Fig. 11.1
Thymus dissected in the neck and being retracted with silk ties
11.5.2 Mediastinal Stage
This can be further broken down into phases.
11.5.2.1 Anterior
A plane just posterior to the sternum is developed bluntly with an index finger. Once an adequate space has been made, a thoracoscopic sponge stick is then gently advanced into the mediastinum closely hugging the sternum, staying in the midline, and bluntly dissecting the thymus from the sternum down to the level of the diaphragm. Now the Rultract retractor is placed and with the skyhook attachment used to elevate the sternum [10]. The pressure bag is now deflated, allowing the anterior mediastinum to fall away from the sternum. Under direct or thoracoscopic vision, the entire anterior aspect of the thymus is now bluntly dissected from the posterior aspect of the sternum, both pleural surfaces, and down to the level of the diaphragm (Fig. 11.2).
Fig. 11.2
The substernal plane
11.5.2.2 Vascular
The thymus is now retracted anteriorly and dissected sharply, posteriorly down into the mediastinum under direct vision. Blunt dissection with a peanut dissector is also effective. The gland is dissected into the mediastinum till the innominate vein is visualized. The thoracoscope is useful for illumination and occasionally for visualization at this time. The gland is dissected from the vein till the thymic veins are identified and isolated. There are usually two to three veins present opening into the anterior, inferior, or superior aspect of the vein (Fig. 11.3). The veins are doubly ligated proximally with 4–0 silk and clipped distally or ligated and divided. Clips are not used on the proximal aspect of the venous tributaries as they may dislodge during the frequent passage of instruments through the neck. Extension of the gland behind the innominate vein can be dissected free now, and the gland should be freed from the left and right innominate vein (Fig. 11.4).
Fig. 11.3
Dissection of the thymic veins
Fig. 11.4
Dissected innominate vein
11.5.2.3 Left
The left lung is deflated and the mediastinal pleura is opened from the diaphragm to the level just below the innominate vein under thoracoscopic vision. This can be done with cautery. A thoracoscopic sucker can be used to evacuate the smoke. The operating table is rolled towards the right, which allows for increased and easier visualization of the mediastinum on the left. The left phrenic nerve is identified and the mediastinal pleura just medial to it is sharply opened inferiorly to the diaphragm and superiorly to the level of the left innominate vein (Fig. 11.5). The thymus is grasped with a thoracoscopic at a point medial to the phrenic nerve at a level below the aortopulmonary window and, using a combination of sharp and blunt dissection, resected from the pericardium. The dissection proceeds inferiorly to the diaphragm, superiorly to the innominate vein, and then as far to the right of the midline as possible. The left lung is then re-expanded.
Fig. 11.5
Left pleural cavity open with visualization of the phrenic nerve
11.5.2.4 Right
The table is rolled to the left and the right lung is collapsed and the pleura opened, starting inferiorly at the diaphragm and proceeding superiorly to the innominate vein. The right phrenic nerve is visualized. The thymus is grasped medial to the nerve at the midpoint of the chest and sharply dissected to the diaphragm, to the level of the innominate vein and to the left. The gland is dissected till only the upper portion of the gland is connected to the pericardium (Fig. 11.6).
Fig. 11.6
Dissection of the right margin of the gland
11.5.2.5 Completion
The upper right lateral portion of the gland is dissected free from its pleural attachments around the superior vena cava and right innominate vein taking care to protect the phrenic nerve. This is facilitated by retracting the gland to the left using a ring clamp or an index finger. The right lung is then re-expanded. The left lung is again deflated and the gland retracted to the right. The left upper margin of the gland is dissected from the phrenic nerve and the aortopulmonary window, and the thymus is now free and removed via the cervical incision.

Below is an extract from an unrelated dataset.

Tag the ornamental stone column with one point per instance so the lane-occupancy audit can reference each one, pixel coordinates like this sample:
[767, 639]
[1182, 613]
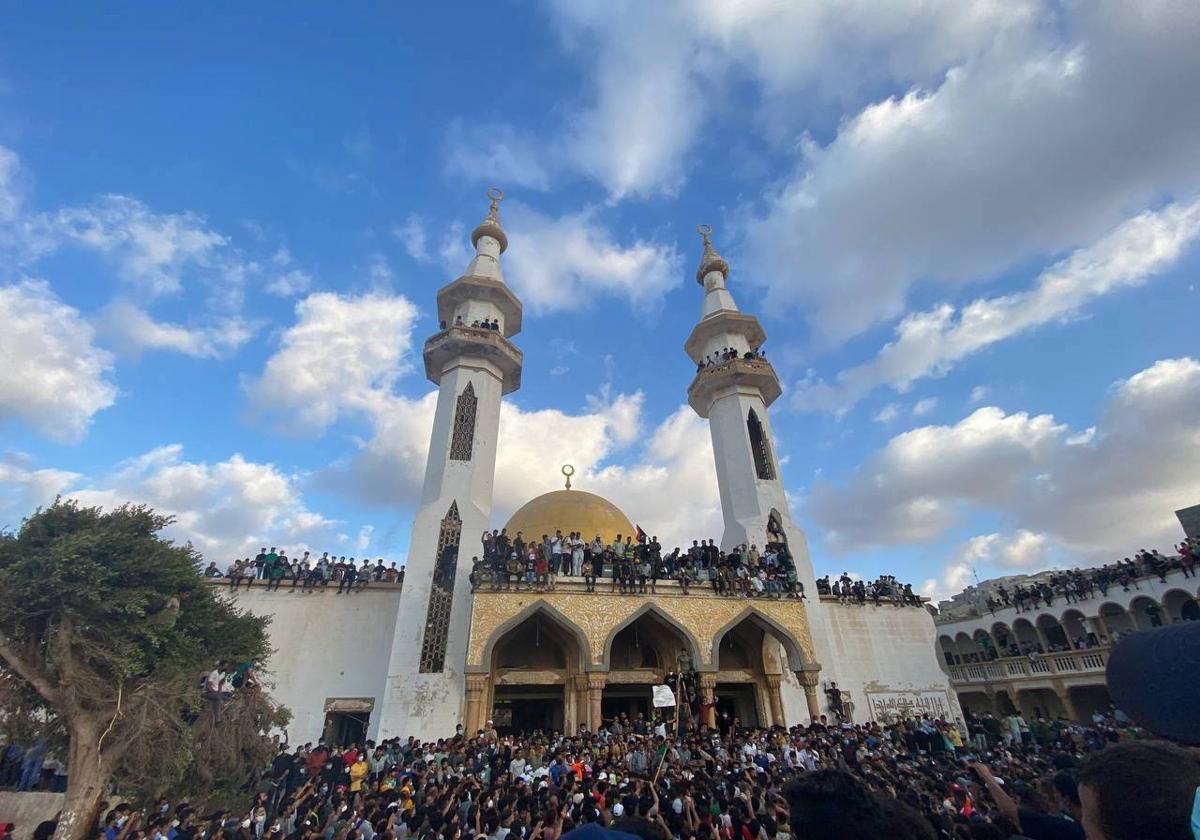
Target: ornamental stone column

Any remaining anterior mediastinal fat can now be removed (Fig. 11.7). A no.19 Blake drain is placed into the mediastinum and pleural cavities through a stab incision in the neck and the left lung re-expanded. The neck incision is then closed in layers.
Fig. 11.7
Anterior mediastinum after extended thymectomy
At any time during the procedure, if exposure is not adequate to perform an extended thymectomy, then thoracoscopy via the chest should be performed to aid in the dissection and complete the intended operation.